The Communication Loss Function

March 20, 2017

My first ever task writing software professionally was to make some small change to the Kaggle server. I spent a day or so following painstakingly moving down the call stack from the API endpoint to figure out which file I needed to make my changes in. I proudly showed my mentor the five line change I'd made. His response: "Oh, that file is actually automatically generated. Your changes are going to get wiped out during the build."

As that story demonstrates, communication has a lopsided loss function: If you tell me something I already know, you've wasted a moment of my time. But if you tell me something I didn't know, it can save me an almost unbounded amount of time. (It would have saved me a few hours had I asked for a fifteen minute overview of how the Kaggle servers worked before I tried to figure it out myself). So in theory, you should bias towards overcommunicating and insisting that others overcommunicate to you.

In practice, social considerations complicate this ideal. These stem primarily from the fact that we typically respect people with knowledge and experience. Explaining something suggests you believe the other person did not previously understand what you are explaining, and hence that you respected them slightly less than they'd previously thought.

In an ego-less world, perhaps it would be optimal to try explaining some topic if you thought the other party had less than a 90% chance of understanding, (where "90%" depends on how bad it would be for the person not to have that information compared to how long it would take to establish that the person did indeed understand). In the real world, though, the cutoff we set is typically much less than 90% because of the fear of offending the person we're talking to. The more offense we think the person would take--more precisely, the greater the negative impact on us due to offense the other party takes--the lower we set that threshold.

Similarly, it can be hard to ask people to overcommunicate to you. In doing so, you are suggesting that you aren't that knowledgeable, which can diminish their respect for you. I think this issue can affect powerful people especially hard, because often some of the legitimacy of their power comes from their image as being experienced or knowledgeable. ("How did she become CEO without understanding this simple thing?!")

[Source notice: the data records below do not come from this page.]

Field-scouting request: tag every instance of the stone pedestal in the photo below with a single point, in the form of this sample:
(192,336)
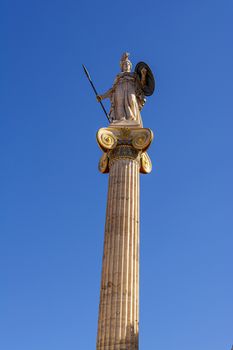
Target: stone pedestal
(124,158)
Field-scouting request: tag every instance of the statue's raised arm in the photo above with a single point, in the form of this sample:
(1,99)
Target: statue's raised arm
(128,92)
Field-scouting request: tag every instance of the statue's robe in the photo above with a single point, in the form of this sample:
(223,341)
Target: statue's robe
(127,98)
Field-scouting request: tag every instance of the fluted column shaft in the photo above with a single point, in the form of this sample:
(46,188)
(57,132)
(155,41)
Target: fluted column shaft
(118,310)
(124,158)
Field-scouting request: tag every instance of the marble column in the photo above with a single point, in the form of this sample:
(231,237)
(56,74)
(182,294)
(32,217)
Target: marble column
(124,158)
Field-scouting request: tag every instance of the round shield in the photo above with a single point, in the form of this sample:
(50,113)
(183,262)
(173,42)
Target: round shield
(149,87)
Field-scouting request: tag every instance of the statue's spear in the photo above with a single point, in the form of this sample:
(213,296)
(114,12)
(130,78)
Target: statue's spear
(89,78)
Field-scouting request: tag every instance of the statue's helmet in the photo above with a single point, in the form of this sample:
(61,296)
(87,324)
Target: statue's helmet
(125,58)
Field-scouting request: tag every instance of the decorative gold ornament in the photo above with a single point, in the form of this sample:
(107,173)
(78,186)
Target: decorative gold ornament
(142,139)
(103,164)
(106,139)
(125,133)
(146,165)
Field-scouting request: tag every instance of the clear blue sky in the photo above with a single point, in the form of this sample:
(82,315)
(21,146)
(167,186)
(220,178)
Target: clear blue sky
(53,198)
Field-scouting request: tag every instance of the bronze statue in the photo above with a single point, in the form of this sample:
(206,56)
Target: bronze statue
(127,95)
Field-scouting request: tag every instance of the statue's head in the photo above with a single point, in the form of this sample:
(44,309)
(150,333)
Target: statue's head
(125,63)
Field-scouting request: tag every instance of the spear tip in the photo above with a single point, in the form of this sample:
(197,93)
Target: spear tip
(86,72)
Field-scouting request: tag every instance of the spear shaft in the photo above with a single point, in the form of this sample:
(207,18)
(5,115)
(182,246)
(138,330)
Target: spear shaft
(89,78)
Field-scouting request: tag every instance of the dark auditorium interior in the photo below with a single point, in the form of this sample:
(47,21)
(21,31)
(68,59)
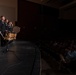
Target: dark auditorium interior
(46,43)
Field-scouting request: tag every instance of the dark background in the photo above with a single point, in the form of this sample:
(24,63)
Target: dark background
(40,22)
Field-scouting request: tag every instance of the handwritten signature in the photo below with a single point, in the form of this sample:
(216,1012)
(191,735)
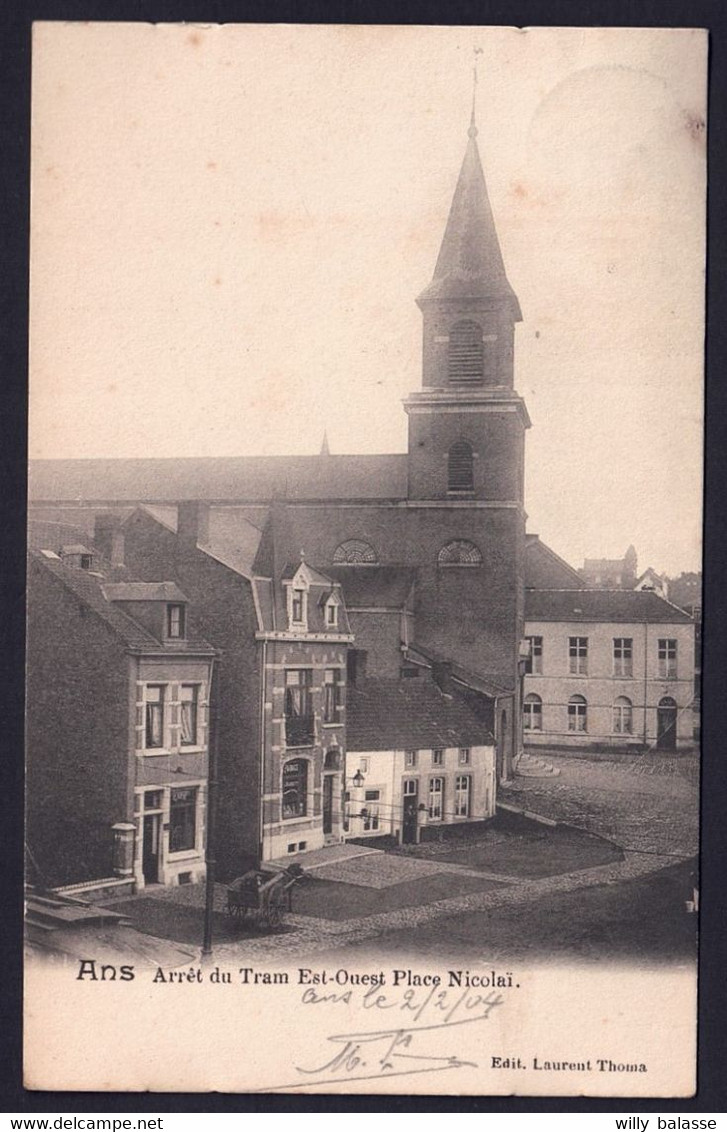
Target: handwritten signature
(392,1052)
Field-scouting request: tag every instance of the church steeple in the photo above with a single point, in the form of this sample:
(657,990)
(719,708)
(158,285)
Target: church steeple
(470,263)
(467,423)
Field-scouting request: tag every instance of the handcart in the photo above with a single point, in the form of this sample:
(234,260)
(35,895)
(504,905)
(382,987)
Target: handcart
(263,894)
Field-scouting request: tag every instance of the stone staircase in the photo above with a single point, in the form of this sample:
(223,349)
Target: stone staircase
(528,765)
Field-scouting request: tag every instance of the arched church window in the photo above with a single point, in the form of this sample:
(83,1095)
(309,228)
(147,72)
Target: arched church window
(460,552)
(465,359)
(460,468)
(355,552)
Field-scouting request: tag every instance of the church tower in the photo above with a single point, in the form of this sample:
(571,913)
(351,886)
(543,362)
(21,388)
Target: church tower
(467,423)
(465,457)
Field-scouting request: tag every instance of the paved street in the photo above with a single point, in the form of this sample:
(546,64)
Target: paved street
(521,889)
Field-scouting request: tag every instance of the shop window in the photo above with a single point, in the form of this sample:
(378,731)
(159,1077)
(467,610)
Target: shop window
(462,791)
(623,715)
(182,815)
(578,714)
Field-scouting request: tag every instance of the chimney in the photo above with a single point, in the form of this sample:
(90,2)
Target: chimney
(108,537)
(193,522)
(442,674)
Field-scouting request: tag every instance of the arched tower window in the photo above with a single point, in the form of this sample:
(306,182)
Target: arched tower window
(465,359)
(355,552)
(460,468)
(460,552)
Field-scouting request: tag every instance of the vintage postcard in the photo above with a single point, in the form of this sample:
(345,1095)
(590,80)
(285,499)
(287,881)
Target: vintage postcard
(365,565)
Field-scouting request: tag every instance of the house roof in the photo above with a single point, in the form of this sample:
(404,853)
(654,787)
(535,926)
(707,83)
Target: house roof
(143,591)
(90,589)
(600,606)
(219,478)
(374,586)
(409,714)
(545,569)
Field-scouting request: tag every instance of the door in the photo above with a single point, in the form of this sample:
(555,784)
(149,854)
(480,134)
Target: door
(150,857)
(666,725)
(327,804)
(410,816)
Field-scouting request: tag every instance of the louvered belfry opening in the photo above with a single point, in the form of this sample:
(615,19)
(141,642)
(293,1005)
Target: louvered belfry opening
(465,362)
(461,468)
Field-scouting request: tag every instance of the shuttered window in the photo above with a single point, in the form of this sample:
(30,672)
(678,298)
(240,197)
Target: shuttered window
(460,468)
(465,361)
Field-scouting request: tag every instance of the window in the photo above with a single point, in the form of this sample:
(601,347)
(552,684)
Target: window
(623,657)
(532,713)
(533,662)
(667,658)
(355,552)
(578,718)
(465,359)
(298,607)
(176,622)
(182,817)
(462,790)
(370,821)
(154,715)
(460,552)
(460,468)
(299,719)
(623,715)
(332,695)
(296,788)
(436,799)
(188,717)
(578,654)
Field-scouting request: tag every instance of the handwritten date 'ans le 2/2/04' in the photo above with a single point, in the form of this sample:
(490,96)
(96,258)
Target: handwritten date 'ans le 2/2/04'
(393,1052)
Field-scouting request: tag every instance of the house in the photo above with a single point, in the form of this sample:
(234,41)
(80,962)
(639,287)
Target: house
(118,719)
(607,668)
(418,759)
(610,573)
(420,556)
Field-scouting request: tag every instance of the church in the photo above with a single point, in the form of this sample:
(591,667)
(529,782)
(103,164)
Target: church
(332,583)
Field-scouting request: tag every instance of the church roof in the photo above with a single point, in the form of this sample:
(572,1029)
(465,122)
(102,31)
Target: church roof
(470,262)
(374,586)
(219,478)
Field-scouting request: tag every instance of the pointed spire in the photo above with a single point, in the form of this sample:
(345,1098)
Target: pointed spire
(470,263)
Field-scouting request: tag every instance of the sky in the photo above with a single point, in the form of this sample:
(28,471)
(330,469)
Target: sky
(230,226)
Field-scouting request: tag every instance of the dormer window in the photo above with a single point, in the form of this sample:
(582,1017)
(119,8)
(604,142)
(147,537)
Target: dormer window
(298,607)
(176,628)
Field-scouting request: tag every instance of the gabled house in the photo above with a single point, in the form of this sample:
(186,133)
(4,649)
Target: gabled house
(118,702)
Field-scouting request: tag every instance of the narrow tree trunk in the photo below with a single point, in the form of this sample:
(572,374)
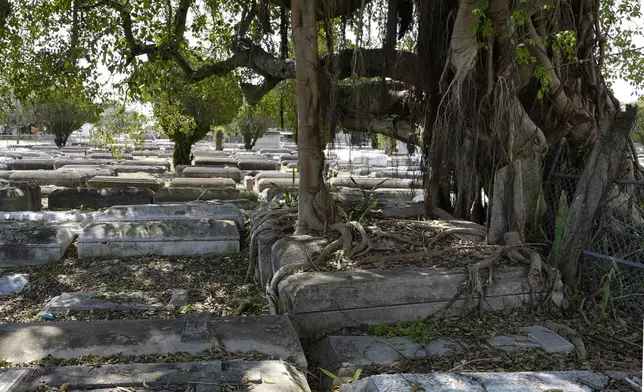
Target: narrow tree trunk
(314,199)
(219,140)
(283,54)
(598,176)
(182,148)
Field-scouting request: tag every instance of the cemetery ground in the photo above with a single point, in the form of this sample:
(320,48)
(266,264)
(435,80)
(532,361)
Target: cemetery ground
(215,284)
(400,306)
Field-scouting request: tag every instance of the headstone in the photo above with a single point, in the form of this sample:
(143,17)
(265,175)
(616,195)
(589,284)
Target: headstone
(13,199)
(182,211)
(391,195)
(274,174)
(370,183)
(568,381)
(176,195)
(30,243)
(32,164)
(211,154)
(212,172)
(216,162)
(125,182)
(268,335)
(320,302)
(51,216)
(145,153)
(84,301)
(177,237)
(70,179)
(149,162)
(271,139)
(13,283)
(257,164)
(549,340)
(125,168)
(99,198)
(60,162)
(274,151)
(249,183)
(276,183)
(94,170)
(202,183)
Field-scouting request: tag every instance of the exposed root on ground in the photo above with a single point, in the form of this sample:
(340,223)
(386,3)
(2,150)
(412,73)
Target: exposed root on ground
(515,251)
(272,220)
(344,243)
(457,230)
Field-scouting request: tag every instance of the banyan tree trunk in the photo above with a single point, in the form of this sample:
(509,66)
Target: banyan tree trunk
(182,149)
(599,174)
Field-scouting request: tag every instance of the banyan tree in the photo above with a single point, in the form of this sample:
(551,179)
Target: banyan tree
(488,90)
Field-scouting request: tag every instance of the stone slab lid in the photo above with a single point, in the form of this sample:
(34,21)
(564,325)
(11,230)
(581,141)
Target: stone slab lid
(154,231)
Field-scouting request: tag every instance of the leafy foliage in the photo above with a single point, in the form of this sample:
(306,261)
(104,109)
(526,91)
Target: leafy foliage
(638,129)
(250,125)
(117,120)
(62,113)
(187,112)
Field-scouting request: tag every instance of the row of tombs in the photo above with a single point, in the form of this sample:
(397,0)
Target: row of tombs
(260,353)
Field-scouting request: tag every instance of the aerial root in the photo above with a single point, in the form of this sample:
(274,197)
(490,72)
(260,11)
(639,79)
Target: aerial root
(366,245)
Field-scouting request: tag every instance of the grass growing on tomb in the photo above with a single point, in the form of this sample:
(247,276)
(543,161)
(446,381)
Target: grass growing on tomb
(215,284)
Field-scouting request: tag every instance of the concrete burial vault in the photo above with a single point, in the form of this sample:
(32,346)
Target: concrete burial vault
(192,333)
(167,238)
(31,243)
(320,302)
(176,211)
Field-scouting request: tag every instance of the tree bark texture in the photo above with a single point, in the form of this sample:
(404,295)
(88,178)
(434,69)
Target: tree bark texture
(182,150)
(313,198)
(599,175)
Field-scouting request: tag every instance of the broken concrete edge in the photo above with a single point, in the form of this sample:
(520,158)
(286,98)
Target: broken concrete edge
(310,292)
(254,374)
(569,381)
(343,355)
(192,333)
(87,301)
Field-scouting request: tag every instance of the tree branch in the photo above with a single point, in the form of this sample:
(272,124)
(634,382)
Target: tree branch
(563,105)
(329,8)
(255,92)
(180,20)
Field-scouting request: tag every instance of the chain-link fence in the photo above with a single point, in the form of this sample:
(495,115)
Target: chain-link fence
(612,266)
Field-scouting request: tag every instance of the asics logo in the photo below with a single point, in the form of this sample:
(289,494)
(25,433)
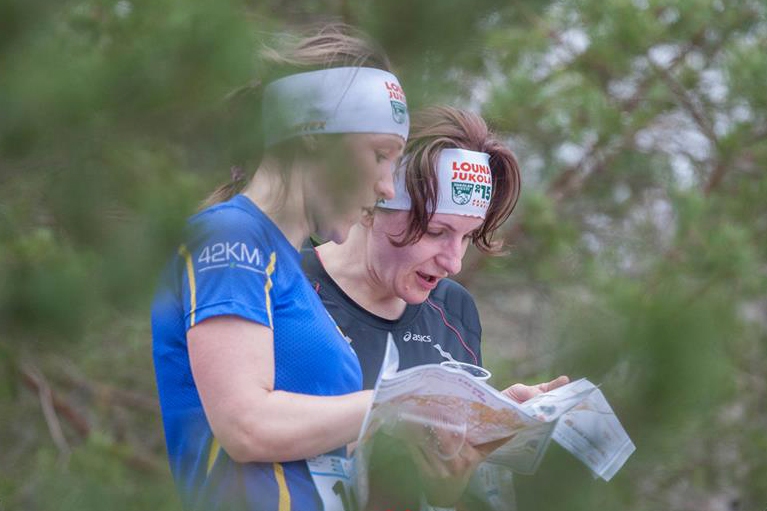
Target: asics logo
(409,336)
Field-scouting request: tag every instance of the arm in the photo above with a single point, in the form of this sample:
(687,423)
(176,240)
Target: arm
(232,362)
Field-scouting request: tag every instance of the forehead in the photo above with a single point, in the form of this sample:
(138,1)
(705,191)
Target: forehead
(459,223)
(383,141)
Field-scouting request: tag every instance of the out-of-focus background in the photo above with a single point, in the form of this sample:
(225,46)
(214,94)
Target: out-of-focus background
(638,252)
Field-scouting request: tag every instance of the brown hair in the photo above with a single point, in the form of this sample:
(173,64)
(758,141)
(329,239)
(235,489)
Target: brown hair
(437,128)
(332,45)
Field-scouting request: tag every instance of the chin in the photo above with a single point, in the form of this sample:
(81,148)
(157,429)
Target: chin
(413,297)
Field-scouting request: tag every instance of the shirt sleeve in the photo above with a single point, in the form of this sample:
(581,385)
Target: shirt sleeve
(227,268)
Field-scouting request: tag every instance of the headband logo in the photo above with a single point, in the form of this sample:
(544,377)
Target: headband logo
(465,174)
(398,102)
(398,112)
(462,193)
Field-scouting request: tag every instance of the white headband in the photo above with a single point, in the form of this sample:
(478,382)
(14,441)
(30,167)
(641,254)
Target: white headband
(334,100)
(465,184)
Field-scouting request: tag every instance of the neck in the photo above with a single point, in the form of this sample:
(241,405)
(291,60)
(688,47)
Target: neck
(348,264)
(283,204)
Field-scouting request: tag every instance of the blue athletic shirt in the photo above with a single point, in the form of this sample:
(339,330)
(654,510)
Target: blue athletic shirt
(235,261)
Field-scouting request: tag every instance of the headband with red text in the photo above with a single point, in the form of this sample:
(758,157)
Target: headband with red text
(465,184)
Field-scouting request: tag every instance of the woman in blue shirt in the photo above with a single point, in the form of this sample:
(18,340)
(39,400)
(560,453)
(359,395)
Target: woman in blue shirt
(242,344)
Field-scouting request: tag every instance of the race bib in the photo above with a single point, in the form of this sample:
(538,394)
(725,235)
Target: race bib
(332,478)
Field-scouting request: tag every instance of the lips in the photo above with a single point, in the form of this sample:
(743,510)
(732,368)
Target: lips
(427,281)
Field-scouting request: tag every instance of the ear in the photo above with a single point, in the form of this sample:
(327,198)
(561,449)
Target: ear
(368,215)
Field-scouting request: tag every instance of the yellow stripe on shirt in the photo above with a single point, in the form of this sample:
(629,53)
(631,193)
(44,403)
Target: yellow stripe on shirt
(215,448)
(268,285)
(279,476)
(184,252)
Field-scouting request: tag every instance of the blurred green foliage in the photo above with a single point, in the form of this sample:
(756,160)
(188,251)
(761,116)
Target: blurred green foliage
(641,129)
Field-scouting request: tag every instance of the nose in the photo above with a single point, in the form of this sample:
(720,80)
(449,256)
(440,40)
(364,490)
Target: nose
(384,187)
(451,257)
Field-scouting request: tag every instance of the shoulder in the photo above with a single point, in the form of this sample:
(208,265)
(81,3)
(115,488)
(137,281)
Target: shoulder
(236,221)
(453,297)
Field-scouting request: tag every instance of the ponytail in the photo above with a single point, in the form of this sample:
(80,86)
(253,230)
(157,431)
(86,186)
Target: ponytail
(227,190)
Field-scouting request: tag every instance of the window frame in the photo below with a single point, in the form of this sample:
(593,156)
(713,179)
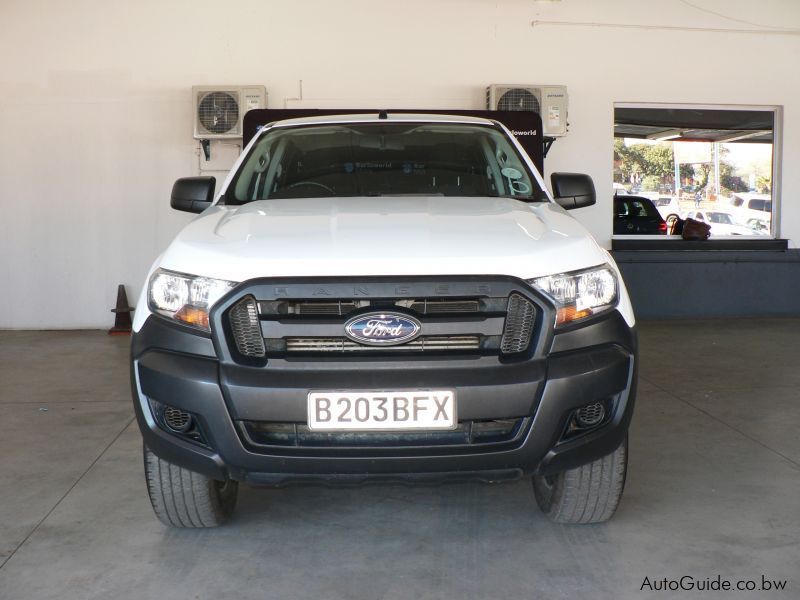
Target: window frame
(728,242)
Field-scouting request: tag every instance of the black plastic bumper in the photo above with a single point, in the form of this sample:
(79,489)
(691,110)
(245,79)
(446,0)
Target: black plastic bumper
(596,362)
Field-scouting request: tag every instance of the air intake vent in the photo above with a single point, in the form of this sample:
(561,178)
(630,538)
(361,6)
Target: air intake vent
(519,325)
(177,419)
(246,328)
(590,415)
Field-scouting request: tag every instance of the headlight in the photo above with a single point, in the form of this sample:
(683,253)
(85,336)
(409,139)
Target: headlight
(580,294)
(185,298)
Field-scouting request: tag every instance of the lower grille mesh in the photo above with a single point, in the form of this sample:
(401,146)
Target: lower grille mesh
(468,433)
(428,343)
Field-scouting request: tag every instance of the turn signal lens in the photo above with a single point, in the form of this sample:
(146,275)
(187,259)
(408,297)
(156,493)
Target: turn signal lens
(198,317)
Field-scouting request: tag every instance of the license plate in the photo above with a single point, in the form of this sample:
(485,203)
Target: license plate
(382,411)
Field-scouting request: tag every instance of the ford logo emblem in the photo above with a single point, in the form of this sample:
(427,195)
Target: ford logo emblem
(382,329)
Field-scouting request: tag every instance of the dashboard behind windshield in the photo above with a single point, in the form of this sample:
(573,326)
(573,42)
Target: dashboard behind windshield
(379,159)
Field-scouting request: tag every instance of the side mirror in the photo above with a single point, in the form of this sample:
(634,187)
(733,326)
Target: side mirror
(573,190)
(193,194)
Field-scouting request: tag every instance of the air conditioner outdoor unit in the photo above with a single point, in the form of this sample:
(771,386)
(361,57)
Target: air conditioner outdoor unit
(550,101)
(219,110)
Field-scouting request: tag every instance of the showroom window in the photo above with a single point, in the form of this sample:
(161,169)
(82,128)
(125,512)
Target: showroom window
(710,163)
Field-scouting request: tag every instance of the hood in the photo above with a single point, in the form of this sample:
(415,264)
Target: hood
(368,236)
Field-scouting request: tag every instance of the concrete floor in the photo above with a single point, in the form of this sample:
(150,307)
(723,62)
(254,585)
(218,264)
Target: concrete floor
(713,489)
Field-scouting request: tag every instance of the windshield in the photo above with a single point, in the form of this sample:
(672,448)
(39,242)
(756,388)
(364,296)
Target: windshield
(378,159)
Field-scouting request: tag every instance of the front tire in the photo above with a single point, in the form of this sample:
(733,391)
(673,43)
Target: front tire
(586,494)
(185,499)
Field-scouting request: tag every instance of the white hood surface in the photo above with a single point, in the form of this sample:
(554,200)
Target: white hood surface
(386,235)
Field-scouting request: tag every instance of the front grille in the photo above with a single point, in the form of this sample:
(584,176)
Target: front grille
(293,318)
(422,306)
(468,433)
(421,344)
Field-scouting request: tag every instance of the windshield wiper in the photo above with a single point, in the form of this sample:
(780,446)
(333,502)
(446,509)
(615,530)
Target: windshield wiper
(522,198)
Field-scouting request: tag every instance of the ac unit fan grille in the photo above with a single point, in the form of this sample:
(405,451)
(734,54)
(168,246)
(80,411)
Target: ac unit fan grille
(218,112)
(519,99)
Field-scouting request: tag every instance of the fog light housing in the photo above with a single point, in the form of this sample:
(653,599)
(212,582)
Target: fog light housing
(590,415)
(178,422)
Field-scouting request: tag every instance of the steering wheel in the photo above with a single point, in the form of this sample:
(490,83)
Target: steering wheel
(313,184)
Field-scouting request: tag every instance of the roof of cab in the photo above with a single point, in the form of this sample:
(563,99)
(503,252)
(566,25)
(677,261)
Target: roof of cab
(390,118)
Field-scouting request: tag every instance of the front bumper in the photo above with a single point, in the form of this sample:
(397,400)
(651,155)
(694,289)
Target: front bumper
(178,367)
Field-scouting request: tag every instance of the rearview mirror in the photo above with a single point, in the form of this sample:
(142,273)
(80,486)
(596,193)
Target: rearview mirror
(573,190)
(193,194)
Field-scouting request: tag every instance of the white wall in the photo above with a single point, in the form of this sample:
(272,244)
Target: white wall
(96,112)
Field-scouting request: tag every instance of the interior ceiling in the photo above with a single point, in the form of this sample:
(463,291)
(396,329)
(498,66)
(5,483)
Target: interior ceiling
(695,125)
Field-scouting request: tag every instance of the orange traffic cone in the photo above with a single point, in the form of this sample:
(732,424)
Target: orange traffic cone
(122,322)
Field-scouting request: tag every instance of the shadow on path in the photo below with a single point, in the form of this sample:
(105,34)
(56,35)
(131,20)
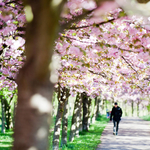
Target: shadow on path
(133,134)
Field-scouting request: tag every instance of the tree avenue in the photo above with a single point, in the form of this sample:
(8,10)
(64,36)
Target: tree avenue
(98,51)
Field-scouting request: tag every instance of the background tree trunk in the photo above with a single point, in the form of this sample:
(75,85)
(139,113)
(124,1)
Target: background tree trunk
(65,122)
(79,116)
(132,105)
(98,107)
(138,108)
(89,111)
(3,115)
(8,113)
(62,98)
(75,118)
(95,110)
(85,111)
(35,84)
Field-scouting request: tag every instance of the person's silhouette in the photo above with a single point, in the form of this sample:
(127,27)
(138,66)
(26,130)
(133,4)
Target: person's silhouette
(117,114)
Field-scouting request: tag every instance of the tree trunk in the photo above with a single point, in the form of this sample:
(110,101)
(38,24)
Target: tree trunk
(138,109)
(35,84)
(95,110)
(132,108)
(75,118)
(3,115)
(9,122)
(64,124)
(62,97)
(79,114)
(85,111)
(89,111)
(14,113)
(98,107)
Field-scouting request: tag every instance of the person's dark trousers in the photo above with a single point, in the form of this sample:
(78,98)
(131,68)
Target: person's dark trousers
(116,126)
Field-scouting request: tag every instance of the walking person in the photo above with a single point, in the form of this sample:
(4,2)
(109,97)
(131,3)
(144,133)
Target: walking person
(116,113)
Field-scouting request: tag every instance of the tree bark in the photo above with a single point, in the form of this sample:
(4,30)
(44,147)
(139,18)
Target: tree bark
(62,97)
(9,122)
(64,124)
(138,109)
(85,112)
(74,119)
(89,111)
(132,104)
(3,115)
(95,110)
(35,83)
(79,116)
(98,107)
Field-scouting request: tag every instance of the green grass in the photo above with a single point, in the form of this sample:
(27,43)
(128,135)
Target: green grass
(88,140)
(147,118)
(6,140)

So you can see how ego and the social value of knowledge can actually lead to less knowledge transfer.

Personally, my approach to handling this problem has been to... explain this issue to people I frequently interact with! I tell them explicitly, "communication has a lopsided loss-function, so I'll try explaining something to you even if I think you probably understand it; please don't take offense! Similarly, please tell me things even if you think I already understand them! I have a math background; I'm used to saying no to people who ask me if I know what numbers are."